Why Saree Suddenly Become An Urban Fetish?
Sarees have been cherished and treasured apparel in India for centuries. It has undergone numerous transformations and has been worn in local styles with slight tweaks in their styling.
Yes, the saree has been synonymous with Indian wear most of the times. Being the traditional attire of the country, it was worn by the majority of the Indian women. When the Western culture began hitting the country, the attention naturally wavered towards the western style of clothing and slowly but steadily, the sarees lost their popularity.
Ever since, there have been many campaigns to support the traditional attire. Two Indian women came up with a campaign that flooded India, “100 Saree Pact.” It was a pact that gained momentum with an exponential increase in the number of women who took it up. Friends took it up, and their friends and so on.
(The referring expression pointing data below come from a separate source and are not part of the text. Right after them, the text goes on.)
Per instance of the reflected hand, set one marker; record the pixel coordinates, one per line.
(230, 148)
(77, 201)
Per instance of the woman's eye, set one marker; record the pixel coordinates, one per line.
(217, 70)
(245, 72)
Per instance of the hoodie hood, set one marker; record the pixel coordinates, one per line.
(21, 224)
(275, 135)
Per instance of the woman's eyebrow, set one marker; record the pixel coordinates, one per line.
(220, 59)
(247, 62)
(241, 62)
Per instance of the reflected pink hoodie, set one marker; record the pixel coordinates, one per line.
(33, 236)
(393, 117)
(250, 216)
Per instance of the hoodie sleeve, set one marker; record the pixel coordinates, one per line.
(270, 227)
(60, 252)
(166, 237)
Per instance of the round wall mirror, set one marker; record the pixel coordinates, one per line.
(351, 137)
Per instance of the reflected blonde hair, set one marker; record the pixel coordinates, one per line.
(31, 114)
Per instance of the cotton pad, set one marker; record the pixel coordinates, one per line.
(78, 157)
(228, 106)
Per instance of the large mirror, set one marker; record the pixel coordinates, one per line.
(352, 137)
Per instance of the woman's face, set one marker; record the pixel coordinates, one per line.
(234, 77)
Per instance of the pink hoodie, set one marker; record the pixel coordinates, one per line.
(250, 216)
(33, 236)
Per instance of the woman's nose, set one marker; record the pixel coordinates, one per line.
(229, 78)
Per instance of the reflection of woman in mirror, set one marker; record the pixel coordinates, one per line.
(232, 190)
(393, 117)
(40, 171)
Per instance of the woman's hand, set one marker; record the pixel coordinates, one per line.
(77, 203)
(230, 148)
This pact, as the name says, means that the woman will dress up in a saree 100 times before the end of the year. This pact was born back in 2015. The two buoys behind this pact were Anju Maudgal Kadam and Ally Matthan. They encouraged their friends too to take up the challenge.
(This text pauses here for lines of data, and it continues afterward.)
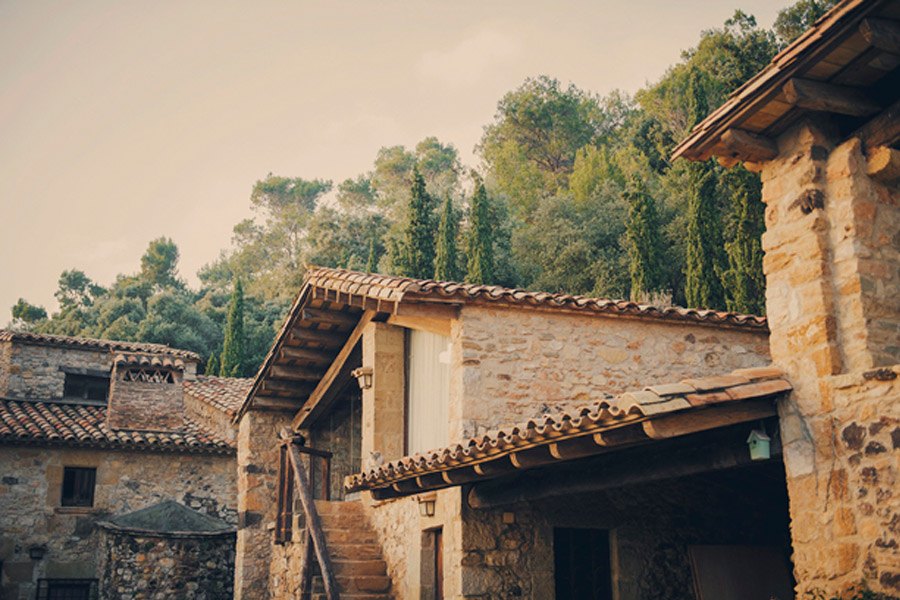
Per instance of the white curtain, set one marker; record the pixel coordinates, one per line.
(428, 395)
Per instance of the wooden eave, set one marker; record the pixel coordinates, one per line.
(846, 65)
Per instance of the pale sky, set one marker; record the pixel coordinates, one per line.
(124, 121)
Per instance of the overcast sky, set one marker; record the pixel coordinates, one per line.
(124, 121)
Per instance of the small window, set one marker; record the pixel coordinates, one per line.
(67, 589)
(86, 387)
(78, 486)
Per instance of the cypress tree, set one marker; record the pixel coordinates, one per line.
(417, 251)
(702, 287)
(744, 282)
(480, 246)
(212, 365)
(372, 261)
(643, 235)
(446, 261)
(233, 348)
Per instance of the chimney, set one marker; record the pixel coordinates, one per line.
(146, 393)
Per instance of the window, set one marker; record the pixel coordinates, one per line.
(285, 506)
(78, 486)
(86, 387)
(67, 589)
(427, 390)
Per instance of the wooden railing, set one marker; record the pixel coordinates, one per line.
(303, 487)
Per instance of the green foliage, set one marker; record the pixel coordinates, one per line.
(233, 359)
(28, 314)
(645, 253)
(446, 259)
(415, 256)
(480, 246)
(800, 16)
100 times a year translated to about 2 times a week. They invited women to tell a story, the medium being sarees. They could talk about a special occasion, an event, a day out, etc. Their idea behind this campaign was to revive the elegant attire. 100SareePact invited women to share photos in the 6 and 9-yard attire and tag their family and friends too.
Following in these footsteps, Six yards, 365 days was born. It was brought alive and hoisted by Delhi based poet and author, Sunita Budhiraja. Her main concern was that sarees were disappearing from the daily scene and as a result, weavers too.
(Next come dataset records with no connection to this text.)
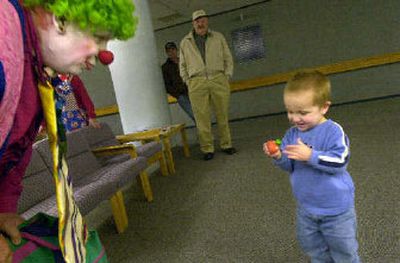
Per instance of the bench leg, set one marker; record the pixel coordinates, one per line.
(163, 164)
(143, 179)
(168, 153)
(185, 144)
(119, 212)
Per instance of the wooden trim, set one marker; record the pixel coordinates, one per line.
(344, 66)
(242, 85)
(109, 110)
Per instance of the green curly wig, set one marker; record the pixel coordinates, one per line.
(113, 16)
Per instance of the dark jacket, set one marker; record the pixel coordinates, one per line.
(172, 80)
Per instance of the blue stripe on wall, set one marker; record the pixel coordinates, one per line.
(2, 81)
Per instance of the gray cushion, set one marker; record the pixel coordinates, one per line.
(98, 137)
(38, 183)
(149, 149)
(80, 158)
(95, 188)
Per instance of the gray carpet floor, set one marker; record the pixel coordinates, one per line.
(240, 208)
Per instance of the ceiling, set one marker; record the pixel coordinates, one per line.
(167, 13)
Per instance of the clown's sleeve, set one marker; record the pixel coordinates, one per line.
(11, 68)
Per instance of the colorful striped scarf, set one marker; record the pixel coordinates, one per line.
(72, 228)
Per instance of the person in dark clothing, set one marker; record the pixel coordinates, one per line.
(173, 81)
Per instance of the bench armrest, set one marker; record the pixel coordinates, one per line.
(149, 135)
(115, 150)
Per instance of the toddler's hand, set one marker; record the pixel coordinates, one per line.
(277, 155)
(299, 151)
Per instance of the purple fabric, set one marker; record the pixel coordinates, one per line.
(24, 252)
(28, 118)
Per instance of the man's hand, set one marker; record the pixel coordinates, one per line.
(9, 225)
(299, 151)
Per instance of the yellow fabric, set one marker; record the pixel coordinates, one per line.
(205, 94)
(72, 229)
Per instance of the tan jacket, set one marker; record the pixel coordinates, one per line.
(218, 57)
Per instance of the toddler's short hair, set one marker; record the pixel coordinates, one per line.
(312, 80)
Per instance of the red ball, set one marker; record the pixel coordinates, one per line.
(106, 57)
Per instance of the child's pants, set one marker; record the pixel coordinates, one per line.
(328, 238)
Six yards 365 days began on Facebook. With the help and support of her friends, Alka Raghuvanshi, Manisha Gawde and Sanjeev Mangalani, Sunita launched the virtual campaign in mid-2015. The popular saree store, Kalpana was a major element that helped in promoting this campaign.
As a part of this campaign, every time a woman wore a handmade saree, she had to post a picture to spread awareness about handmade sarees and weavers who work hard, but skillfully design a saree.
They noticed that most of the posts came from the Kolkata and Odisha based cities and cities from the south. They reason that these cities still keep alive the tradition whereas other metropolitan cities are quite far off from saree as an attire of daily wear. Due to the saree market having gone south in these areas, weavers too are few.
Women say that a saree is not just attire, it is an experience and a feeling. Every saree is a story by itself. We all agree that our mothers and grandmothers are synonymous with sarees.
100 Sarees Pact and Six Yards 365 Days have been pioneers in the Indian saree scene for a while now. Many other campaigns are coming up as a result and we hope to see that India cherishes the unique tradition of wearing a saree.